A Tulkarem, trois résistants [8]ont été assassinés dans le camp de réfugiés. Blessés par les troupes israéliennes qui avaient envahi le camp, ils ont été achevés, au sol, par des balles dans la tête, le torse et le cou. Ils avaient 18ans.

A Jénine un homme, militant des Brigades Al Aqsa, Jamal Hussein, 28 ans, a été assassiné quand les troupes israéliennes qui l’encerclaient ont détruit sa maison alors qu’il était à l’intérieur. Son frère a été tué dans un assassinat extra judiciaire le 7 novembre 2004 [9].
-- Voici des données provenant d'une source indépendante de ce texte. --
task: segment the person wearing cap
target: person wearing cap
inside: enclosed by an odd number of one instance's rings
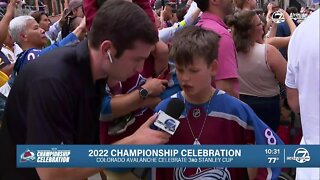
[[[84,17],[82,0],[71,0],[69,2],[69,10],[74,17]]]
[[[74,22],[75,19],[84,17],[82,0],[71,0],[69,2],[69,8],[65,9],[61,16],[63,16],[65,21],[62,24],[61,34],[59,34],[58,40],[65,38],[72,32],[71,25],[76,24],[76,22]]]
Alors que le gouvernement Sharon assure qu’il fera tout pour faciliter l’élection présidentielle [10], le PCHR [11] « condamne fermement ces attaques et reste très préoccupé par l’escalade imposée par le gouvernement israélien et ses troupes d’occupation. Les violations par Israël des droits humains, dont les assassinats extra judiciaires, témoignent du mépris d’Israël pour le droit international et le droit humanitaire [12](...) Elles servent à augmenter la tension dans la région et mettent en danger la vie des civils palestiniens. Le PCHR est particulièrement indigné par le moment où ces attaques ont lieu, au tout début de la campagne officielle pour la présidentielle. De telles attaques servent à affaiblir le processus démocratique en Palestine, car, sous occupation belligérante continue, elles créent un environnement qui ne peut permettre des élections libres, justes et ouvertes. » [13].

Au même moment on veut nous faire croire que le gouvernement israélien n’attaquera pas les Palestiniens « si le calme règne » [14] en Cisjordanie et à Gaza. Et Blair vient parader au Proche-Orient. Il ose se recueillir près de la tombe de Yasser Arafat, que son compère américain a largement contribué à creuser, et veut nous intoxiquer avec la chance historique pour la paix qui s’ouvrirait enfin. La conférence internationale qu’il veut organiser sera pourtant boudée par Israël qui veut y voir le lieu de traiter des réformes chez les Palestiniens, assuré qu’il est du soutien de Bush quant au gel du processus de paix [15], au maintien des colonies et à la construction du Mur.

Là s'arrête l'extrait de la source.